Friday, March 18, 2016

“Kill Me Please”– Movie Review


With the beginning of The Film Society Of Lincoln Center’s New Directors/New Films series this week, I attended a screening of “Kill Me Please”, a new drama from Brazil. 


When a group of high school girls become obsessed with a series of murders in their community, how will their personal lives suffer as a result?


Barra da Tijuca is an upscale neighborhood located in the West Side Zone of Rio de Janeiro. The otherwise pleasant life of its residents is intruded upon when a series of grisly murders occurs, with most of the victims being pretty young brunette women. A group of adolescent teenage girls become captivated by this increasingly visible news; their obsession with boys competes with their obsession over these serial killings. Bia is one girl who gets particularly swept up in all of this; with plenty of free time on her hands since her mother is out of town and her older brother João ignoring her, Bia’s thoughts turn increasingly dark when she realizes the victims bear a striking resemblance to her.

Perhaps to take her mind off these horrors – or perhaps she’s just got a prodigious libido – Bia gives her boyfriend growing attention. She pressures him for physical intimacy but being religious, he declines. Frustrated, Bia focuses her attention on the murders; the thought that she might be one of the next victims appears to simultaneously scare and excite her. Ultimately, this has a negative impact on her friendships, particularly when one of the girls displays a romantic interest in João – who’s completely indifferent to her since he’s lamenting the loss of the girlfriend who apparently recently dumped him.

Bia gets too close for comfort with these killings; when going home after school, she happens upon a young woman who appears to have been the latest victim of this serial killer. Badly bruised, bloody and beaten, she’s barely alive. Bia sends her friends to get help while she stays with the girl, encouraging her to hang on – given her condition, it doesn’t look like she’s going to last much longer. Eventually, Bia’s macabre behavior alienates what remains of her friends, leaving her virtually alone. Will Bia’s fetishistic preoccupation with these killings permanently isolate her from society?  


Is “Kill Me Please” a coming of age story or a slasher flick? Curiously, the answer may be both. The film has a compelling opening – for the first minutes, there is absolutely no dialog and each gloomy, foreboding shot wonderfully sets the tone for the story to follow. For much of the movie, the audience is invited into an unfamiliar world and we hang in there wondering where all of this is going. The problem is that by the third act, the main spine of the story seems to have been either lost or intentionally discarded along the way; what results is a deeply unsatisfying ending which is about as clear as mud.

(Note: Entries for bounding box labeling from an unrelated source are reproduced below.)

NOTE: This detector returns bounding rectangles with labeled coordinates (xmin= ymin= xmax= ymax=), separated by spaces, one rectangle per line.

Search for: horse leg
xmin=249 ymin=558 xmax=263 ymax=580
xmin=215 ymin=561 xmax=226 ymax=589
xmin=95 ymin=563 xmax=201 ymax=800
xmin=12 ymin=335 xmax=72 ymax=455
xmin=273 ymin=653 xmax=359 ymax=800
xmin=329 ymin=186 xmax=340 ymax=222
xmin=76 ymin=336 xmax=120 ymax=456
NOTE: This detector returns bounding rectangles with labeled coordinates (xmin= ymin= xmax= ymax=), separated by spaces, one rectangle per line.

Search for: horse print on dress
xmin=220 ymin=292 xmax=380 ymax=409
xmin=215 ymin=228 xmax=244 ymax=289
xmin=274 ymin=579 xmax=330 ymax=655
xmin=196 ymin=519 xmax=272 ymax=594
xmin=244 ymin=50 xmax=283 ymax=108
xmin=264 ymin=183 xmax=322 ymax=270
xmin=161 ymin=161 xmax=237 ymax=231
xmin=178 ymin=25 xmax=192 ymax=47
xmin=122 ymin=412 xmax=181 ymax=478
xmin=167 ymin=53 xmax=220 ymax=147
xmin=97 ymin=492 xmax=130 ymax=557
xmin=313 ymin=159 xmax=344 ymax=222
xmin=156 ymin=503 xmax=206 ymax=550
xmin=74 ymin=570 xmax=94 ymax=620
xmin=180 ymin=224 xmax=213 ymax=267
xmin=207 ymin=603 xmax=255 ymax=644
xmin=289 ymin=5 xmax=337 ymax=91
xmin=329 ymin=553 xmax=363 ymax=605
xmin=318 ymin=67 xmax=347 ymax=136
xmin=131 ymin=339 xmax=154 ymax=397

While the idea of “Kill Me Please” is certainly unique – combining a murder mystery with the angst of teenage females – it may have been too much for a first-time feature filmmaker to attempt. It’s too bad because each story unto itself would have made an interesting film. What’s particularly unusual is the fact that Bia is a young woman of multiple lusts: one for sex and one for blood. Both appear to be equally as strong. Religion takes quite a beating, too: evangelicals are made out to be morons and prayer services come off looking and sounding more like a Rave Party.  

Following the screening was a question and answer session with “Kill Me Please” director Anita Rocha da Silveira. With this being her first feature film, she said it was based on one of her earlier short films which had a similar theme. Both movies were inspired by a true incident: when she was a teenager, one of her closest friends committed suicide and she wound up having a tremendous amount of difficulty coming to terms with her loss. The director admitted that much of the visual style of this motion picture was inspired by David Lynch’s short-lived television show,“Twin Peaks”.